For a chunk of the CE 2nd millennia, China's org-chart had four layers :
- - 士 governors / upper
- - 农 farmers / cyclical
- - 工 artisans / lower
- - 商 traders / lower
During the most egalitarian periods, class transition was facilitated by exams. Exams! Grades! But with immediate, formal, class ascension : so "academia" was important among parts of this culture.
Value systems mutated over the centuries, around economic cycles, and geopolitical events : some periods were more egalitarian, others were more oligarchic. In the 21st century, where are these, on the global scale, beyond Chinese society?
- - 商 traders / global trade development has brought most emphasis on this class of the world's citizens; esteem is reserved for the lowly masses, but respected in their approach to ascension.
- - 士 governors / law makers are subservient in many parts of the world, but it is a political age, and so they hog the limelight, without true accompanying power.
- - 工 artisans / technologists have grown in esteem as turn of the 20th/21st century has seen a small renaissance of software. (Broadly, all manufacturing entrepreneurs would fall into this category.)

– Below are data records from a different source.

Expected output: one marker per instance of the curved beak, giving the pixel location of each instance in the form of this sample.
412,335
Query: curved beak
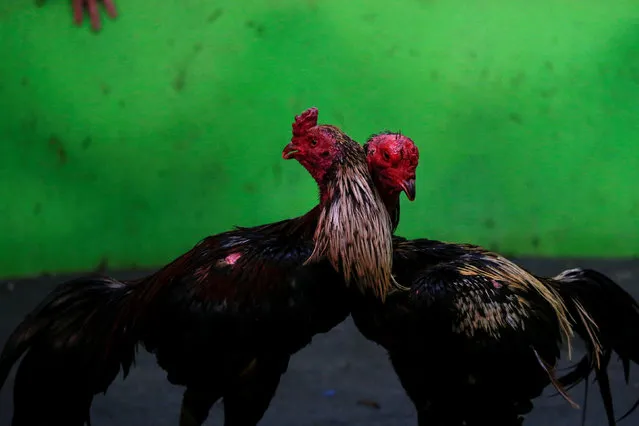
409,188
289,151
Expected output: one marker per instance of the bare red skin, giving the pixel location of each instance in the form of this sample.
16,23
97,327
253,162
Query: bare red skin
91,7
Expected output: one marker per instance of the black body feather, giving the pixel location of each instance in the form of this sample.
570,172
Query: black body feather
223,326
469,345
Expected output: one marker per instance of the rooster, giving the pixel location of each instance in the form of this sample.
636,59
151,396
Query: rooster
477,337
222,319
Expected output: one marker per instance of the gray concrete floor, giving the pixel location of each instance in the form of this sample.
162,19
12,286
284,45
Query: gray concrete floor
332,382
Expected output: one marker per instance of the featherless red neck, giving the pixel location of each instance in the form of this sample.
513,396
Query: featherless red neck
354,230
392,161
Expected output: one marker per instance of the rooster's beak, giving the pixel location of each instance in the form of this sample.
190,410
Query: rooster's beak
289,151
409,188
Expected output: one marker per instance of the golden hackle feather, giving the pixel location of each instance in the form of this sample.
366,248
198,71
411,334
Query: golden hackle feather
516,277
354,230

- - 农 farmers / again, the global trade environment has stratified these into the haves and have-nots. On one hand, no one wants to be a servant farmer ( orange picker ), on the other, everyone wants to homestead ( do the farmergram ).

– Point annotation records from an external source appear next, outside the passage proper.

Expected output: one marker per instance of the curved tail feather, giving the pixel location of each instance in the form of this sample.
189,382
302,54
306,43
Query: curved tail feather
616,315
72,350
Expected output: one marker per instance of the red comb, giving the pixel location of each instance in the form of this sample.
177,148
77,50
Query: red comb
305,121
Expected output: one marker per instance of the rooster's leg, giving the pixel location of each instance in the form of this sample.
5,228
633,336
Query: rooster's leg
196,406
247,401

I'm ethnically Chinese, though I've never been there. Most of my life has been lived in Malaysia, just down the coast, where my fathers's family moved when he was a child. My mother's family has been here for a few generations.
My father's culture comes from a family of the 士. My mother's from a family of the 商. Most Chinese Malaysians, as diaspora were of the latter variety. My father's type results from the wars of the early 20th century.
As an anthropologist, I've made a point to circle through as many types of cultures as I can get access to. Most of the last 20 years has been focused on supplementing my orientation as 士, with knowledge about the 商, and along the way I have developed some capital as a 工.